What Is A Blue Sky Agreement

Kansas Banking Commissioner Dolley, who lased out at “blue sky merchants” while lobbying for the passage of Kansas law in 1910, noted that some fraudulent investments were supported only by Kansas` blue skies. The Oxford English Dictionary has a cited use dating back to 1906. The New York Times (and other national newspapers) also frequently reported on blue sky laws when various states began enacting them between 1911 and 1916. Newspapers have explicitly used the term blue sky to describe such laws. In general, Blue Sky laws date back to before the Securities Act of 1933 and the Securities Exchange Act of 1934 and were not provided for by these federal laws. Until 1931, almost every U.S. state had laws regulating the sale of securities. The Blue Sky laws, which are used in most U.S. states today, are based on the Uniform Securities Act (USA) of 1956, which was drafted by federal lawmakers to serve as a model for states to create their own laws.

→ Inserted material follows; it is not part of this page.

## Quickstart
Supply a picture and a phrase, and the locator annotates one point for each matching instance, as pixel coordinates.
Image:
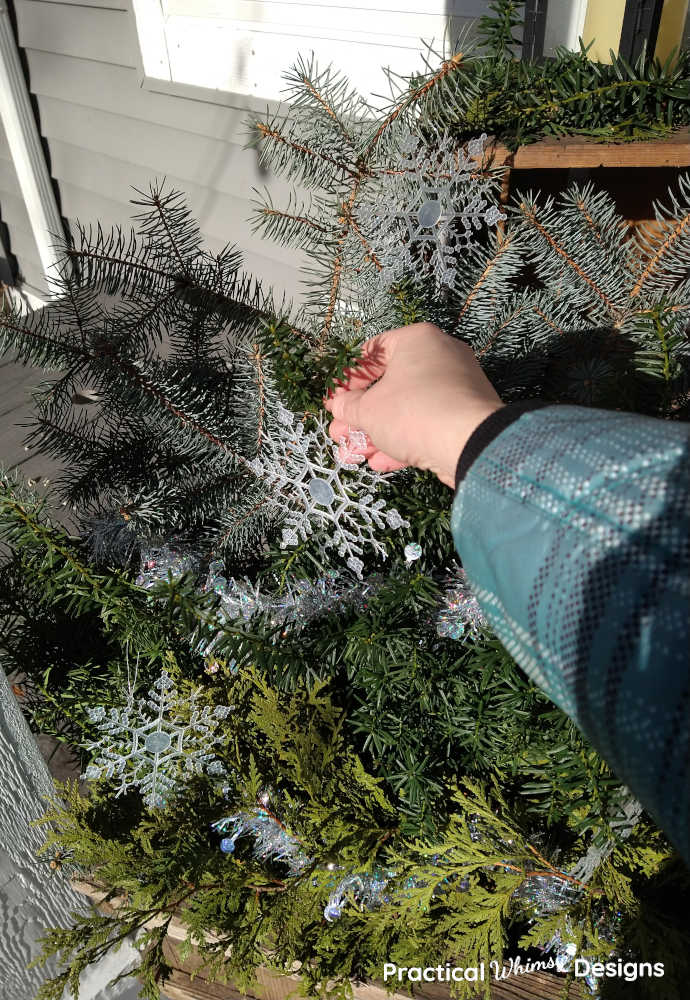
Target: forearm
(572, 526)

Although most states endorsed a form of the United States, many made variations in it, resulting in significant differences from state to state. U.S. legal interpretations can also vary greatly from state to state. Therefore, actions that can be considered fraudulent in the United States in one state cannot be considered fraudulent in another state. The first Blue Sky Act was enacted in Kansas in 1911 at the urging of its banking commissioner, Joseph Norman Dolley, and served as a model for similar laws in other states. Between 1911 and 1933, 47 states passed Blue Sky laws (Nevada was the only one resisting[1]). Today, the Blue Sky laws of 40 of the 50 states follow the Uniform Securities Act of 1956. Historically, federal securities laws and state Blue Sky laws often complemented and duplicated each other. Much of the duplication of work, particularly with respect to securities registration and the regulation of dealers and advisors, was largely avoided by the Securities and Exchange Commission with the National Securities Markets Improvement Act of 1996 (NSMIA). However, this law has left some regulation of investment advisors and much of the fraud litigation under the jurisdiction of the state.